Le rôle de la commission des sondages : en réaction à un article du Télégramme

Résumé Le Télégramme vient de publier un article qui restitue des interviews auprès de la Commission des Sondages. Il répartit « ce qu'il faut savoir » sur les contrôles effectués en cinq points : la méthode, les sondages retoqués, les hypothèses de second tour, les échantillons, l'abstention. Je livre une vision critique qui écarte l’argument de qualité que tirent les sondeurs de ce contrôle.


Le Télégramme de Brest a publié le 3 janvier un article dont je viens de prendre connaissance, intitulé « Cinq choses à savoir sur la commission des sondages ».

(https://www.letelegramme.fr/elections/sondages/cinq-choses-a-savoir-sur-la-commission-des-sondages-03-01-2022-12899278.php).

Le sujet est important car dans leur rhétorique les sondeurs avancent les contrôles de la Commission en témoignage de la qualité de leur production. Cela me donne l’occasion de préciser de mon côté ce qu’il faut savoir. En préambule je veux dire qu’il n’y a pas lieu d’accabler la Commission qui fait comme elle peut, n’étant pas adaptée à la situation et n’ayant pas les moyens nécessaires à un contrôle sérieux. Je ne vais pas aborder ces points que je développe dans mon ouvrage récent sur les sondages (pages 152 à 157) et vais me contenter de commenter chacun des 5 points de l’article qui résulte d’interviews de responsables de la Commission.

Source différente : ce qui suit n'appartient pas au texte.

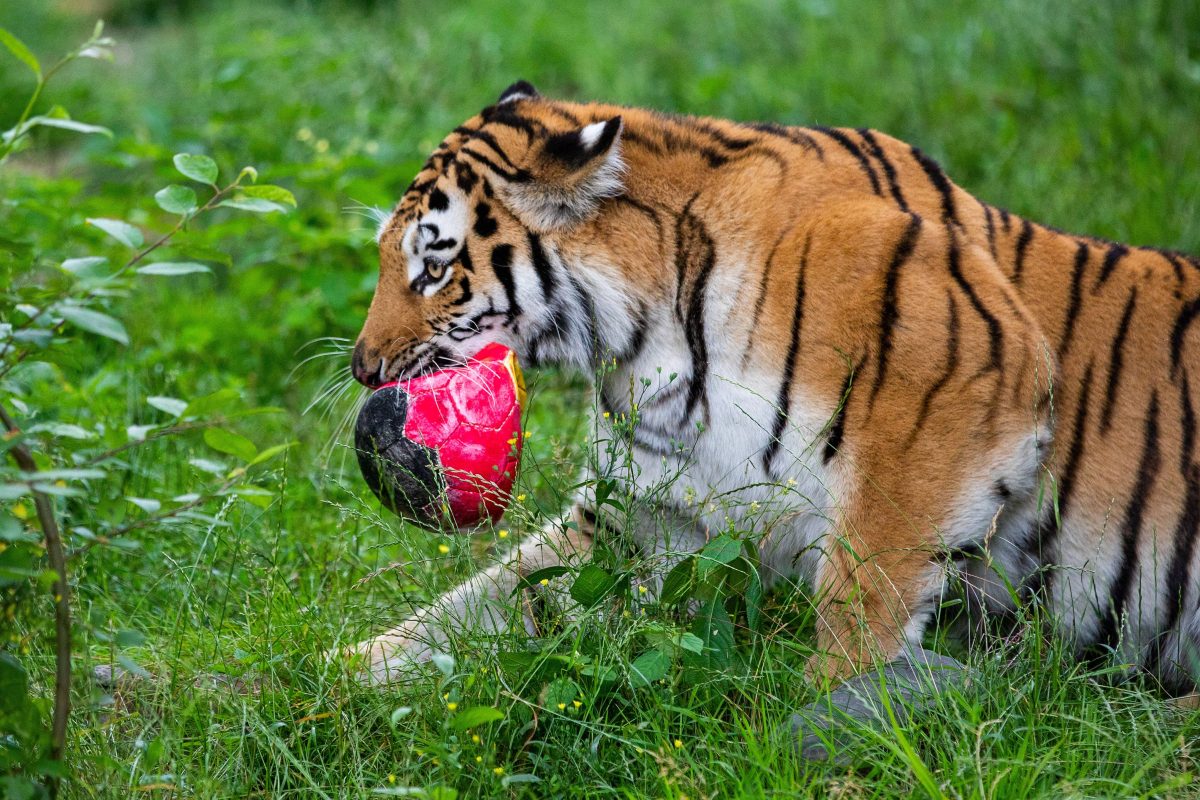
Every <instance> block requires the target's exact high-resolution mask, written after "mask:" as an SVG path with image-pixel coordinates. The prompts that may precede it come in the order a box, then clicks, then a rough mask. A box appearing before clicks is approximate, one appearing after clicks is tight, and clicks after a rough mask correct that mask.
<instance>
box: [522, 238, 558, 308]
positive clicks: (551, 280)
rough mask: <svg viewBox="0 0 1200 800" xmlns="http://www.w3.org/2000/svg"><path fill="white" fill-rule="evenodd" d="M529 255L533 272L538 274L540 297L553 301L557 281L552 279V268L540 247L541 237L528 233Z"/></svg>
mask: <svg viewBox="0 0 1200 800" xmlns="http://www.w3.org/2000/svg"><path fill="white" fill-rule="evenodd" d="M528 235H529V255H530V258H532V259H533V269H534V272H536V273H538V282H539V283H540V284H541V296H542V297H544V299H545V300H546V302H551V301H552V300H553V299H554V290H556V289H557V288H558V279H557V278H556V277H554V266H553V265H552V264H551V263H550V258H548V257H547V255H546V248H545V247H542V246H541V236H539V235H538V234H535V233H533V231H532V230H530V231H528Z"/></svg>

Je mettrai en italiques ce qui en provient.

Point 1. La méthode

C’est évidemment le point le plus important.

Dans un délai de 24 heures, elle contrôle que l’échantillon « est représentatif du corps électoral » et que la formulation des questions n’est pas biaisée.

Déjà on peut imaginer qu’en si peu de temps – dû à la pression des sondeurs qui souhaitent publier au plus vite - les contrôles sont assez formels, sachant que la commission ne dispose que de deux experts statisticiens « indépendants » et externes pour mener ce travail.

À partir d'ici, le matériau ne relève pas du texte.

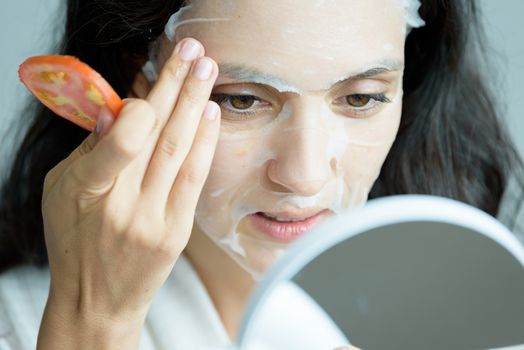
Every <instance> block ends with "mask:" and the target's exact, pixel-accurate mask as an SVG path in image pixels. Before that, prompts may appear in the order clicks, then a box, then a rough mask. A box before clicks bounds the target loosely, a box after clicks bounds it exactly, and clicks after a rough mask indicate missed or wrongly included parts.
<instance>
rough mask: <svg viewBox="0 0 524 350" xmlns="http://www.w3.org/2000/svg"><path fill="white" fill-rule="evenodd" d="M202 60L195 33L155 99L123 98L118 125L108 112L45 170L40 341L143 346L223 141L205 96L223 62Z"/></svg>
mask: <svg viewBox="0 0 524 350" xmlns="http://www.w3.org/2000/svg"><path fill="white" fill-rule="evenodd" d="M203 55H204V49H203V47H202V45H201V44H200V43H198V42H197V41H196V40H194V39H184V40H182V41H181V42H180V43H178V45H177V47H176V48H175V51H174V54H173V55H172V57H170V58H169V60H168V61H167V62H166V64H165V65H164V68H163V69H162V72H161V73H160V77H159V80H158V82H157V83H156V85H155V86H154V87H153V88H152V90H151V92H150V93H149V95H148V96H147V97H146V98H145V99H128V100H126V101H125V105H124V107H123V109H122V111H121V113H120V115H119V116H118V118H116V120H115V122H114V124H113V125H111V122H110V121H111V119H112V118H111V116H107V115H104V114H102V115H101V116H100V119H101V123H102V124H103V127H102V128H98V129H99V130H100V133H99V134H97V133H93V134H91V135H90V136H89V137H88V138H87V139H86V140H85V141H84V142H83V143H82V144H81V145H80V146H79V147H78V148H77V149H76V150H75V151H74V152H73V153H72V154H71V155H70V156H69V157H68V158H67V159H65V160H64V161H62V162H61V163H60V164H58V165H57V166H56V167H55V168H53V169H52V170H51V171H50V172H49V173H48V174H47V176H46V179H45V183H44V194H43V200H42V206H43V217H44V229H45V239H46V245H47V251H48V255H49V264H50V270H51V288H50V294H49V299H48V304H47V307H46V311H45V314H44V319H43V321H42V327H41V330H40V335H39V348H46V346H49V348H51V347H52V348H54V349H57V348H68V347H65V346H64V344H65V343H64V342H61V343H57V337H58V338H62V339H64V340H65V341H66V342H69V343H67V344H68V345H74V346H75V348H84V347H85V348H88V347H89V346H93V345H96V346H95V347H96V348H99V349H100V348H103V346H101V345H102V343H101V340H102V339H103V338H105V339H111V341H116V342H118V343H117V344H118V346H117V347H114V348H122V349H123V348H125V349H128V348H131V347H136V346H137V345H138V339H139V333H140V329H141V327H142V324H143V321H144V319H145V317H146V314H147V311H148V309H149V305H150V303H151V300H152V298H153V296H154V295H155V292H156V291H157V290H158V289H159V288H160V287H161V286H162V284H163V283H164V282H165V280H166V279H167V277H168V275H169V274H170V272H171V270H172V268H173V265H174V264H175V262H176V260H177V258H178V257H179V255H180V254H181V252H182V250H183V249H184V248H185V246H186V244H187V242H188V239H189V236H190V233H191V229H192V225H193V217H194V212H195V208H196V204H197V201H198V198H199V195H200V192H201V190H202V187H203V185H204V182H205V180H206V178H207V175H208V172H209V168H210V165H211V161H212V159H213V154H214V151H215V146H216V142H217V139H218V134H219V124H220V123H219V120H220V108H219V106H218V105H217V104H216V103H214V102H210V101H208V99H209V96H210V93H211V89H212V87H213V84H214V81H215V80H216V77H217V75H218V67H217V65H216V63H215V62H214V61H213V60H211V59H210V58H207V57H202V56H203ZM105 113H106V114H107V113H108V112H107V111H106V112H105ZM109 128H110V130H109ZM130 329H131V330H132V332H135V333H138V334H133V335H130V332H129V331H130ZM64 332H65V333H64ZM64 334H66V335H64ZM67 336H69V337H70V338H69V339H68V337H67ZM75 338H76V339H75ZM80 338H81V339H80ZM130 338H131V340H130ZM122 339H126V341H131V343H125V344H126V345H124V344H123V343H122ZM108 341H109V340H108ZM51 344H53V345H51ZM108 344H109V343H108Z"/></svg>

Pour la représentativité c’est immédiat, puisque cela se rapporte à l’usage de la ‘méthode des quotas’. Cependant c'est un qualificatif dont j’ai pu montrer l’usage flou et très restrictif, succinctement dans :

https://www.lemonde.fr/idees/article/2021/12/14/il-faut-ramener-l-activite-sondagiere-dans-le-champ-scientifique_6106044_3232.html,

et en profondeur dans mon ouvrage (cf. pages 33 à 36).

Pour ce qui concerne la formulation des questions, c’est certainement bien accompli quoique cela puisse prendre du temps pour des enquêtes souvent volumineuses.

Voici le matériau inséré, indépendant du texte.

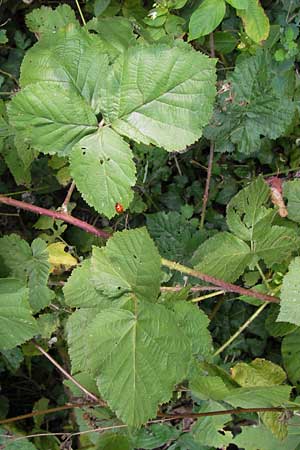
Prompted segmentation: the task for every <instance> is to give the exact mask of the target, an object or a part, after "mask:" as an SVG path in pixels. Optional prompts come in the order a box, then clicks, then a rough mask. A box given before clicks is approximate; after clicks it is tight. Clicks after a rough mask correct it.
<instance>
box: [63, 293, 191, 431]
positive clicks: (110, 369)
mask: <svg viewBox="0 0 300 450" xmlns="http://www.w3.org/2000/svg"><path fill="white" fill-rule="evenodd" d="M134 303H135V306H134V312H131V311H129V310H122V309H107V310H104V311H102V312H101V313H99V314H98V315H97V316H96V317H95V318H94V320H92V322H91V323H90V325H89V327H88V334H87V335H86V337H85V344H84V343H82V342H81V345H85V351H84V352H80V351H78V350H77V349H76V344H74V337H75V336H74V335H73V337H72V338H71V339H70V340H69V345H70V354H71V358H72V364H73V362H74V363H75V365H76V367H78V364H76V358H75V361H74V355H76V354H77V355H81V358H82V361H81V363H84V366H85V368H87V369H88V370H89V371H90V372H91V373H92V374H93V375H94V376H96V377H97V384H98V387H99V390H100V392H101V395H102V396H103V397H104V398H105V399H106V400H107V401H108V403H109V405H110V407H111V408H112V409H113V410H114V411H116V414H117V415H118V417H120V418H121V419H122V420H123V421H124V422H125V423H127V424H128V425H129V426H132V427H138V426H140V425H142V424H143V423H145V422H146V421H147V420H148V419H149V418H151V417H153V416H155V415H156V411H157V406H158V404H159V403H163V402H166V401H168V400H169V398H170V396H171V393H172V389H173V388H174V385H175V384H176V383H178V382H180V381H181V380H182V379H183V378H184V377H185V375H186V371H187V368H188V363H189V360H190V358H191V352H190V346H189V344H188V341H187V340H186V338H185V336H184V334H182V333H181V330H180V328H179V327H178V326H177V324H176V316H175V315H174V313H173V312H172V311H169V310H167V309H165V308H164V307H163V306H160V305H153V304H152V305H151V304H149V303H147V302H143V303H136V301H134ZM77 335H80V329H79V330H77ZM78 341H79V339H78ZM81 341H82V339H81ZM162 362H163V364H162ZM154 386H155V389H154V388H153V387H154Z"/></svg>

Une autre vérification s’avère plus complexe : celle du redressement...Nous regardons si ces redressements sont cohérents et, surtout, nous exigeons que la méthode de redressement soit toujours la même dans les sondages successifs.

J’ignore ce qui est signifié par la cohérence des redressements. Ce que je sais c’est que les redressements sont utilisés de façon abusive, hasardeuse avec des effets à contresens. Voir mon article du Monde cité plus haut et :

https://aoc.media/analyse/2021/10/11/des-ombres-planent-sur-les-sondages-en-vue-de-la-presidentielle/,

ou plus en détail le chapitre 6 de mon livre consacré aux redressements. En fait les experts ne peuvent qu’acter les choix courants de redressement effectués par tous les sondeurs, d’autant plus que la Commission se fixe comme règle de veiller « à ne jamais substituer son appréciation à celle de l’auteur du sondage », formule reprise en préambule de ses rapports pour 2015-2016 et pour 2017 – voir son site. Il faut savoir que la plupart des commissaires (7 sur 9) sont des juristes dont le jugement repose pour l’essentiel sur le respect de la loi et des règles complémentaires qui ont été édictées.

Le contrôle, comme il est dit, concerne « surtout » le fait que le sondeur conserve toujours les mêmes critères de redressement au cours d’une campagne. C’est une règle claire et simple qu’a dû imposer la Commission car, par le passé, les sondeurs jouaient sur différentes variantes de redressement pour garder une liberté de choix subjective, une attitude peu conforme à une approche scientifique. En réalité la Commission permet des écarts à la règle dans la mesure où cela peut être « justifié ». On peut compter sur l’habileté des sondeurs et la bienveillance de la Commission pour profiter de cette tolérance.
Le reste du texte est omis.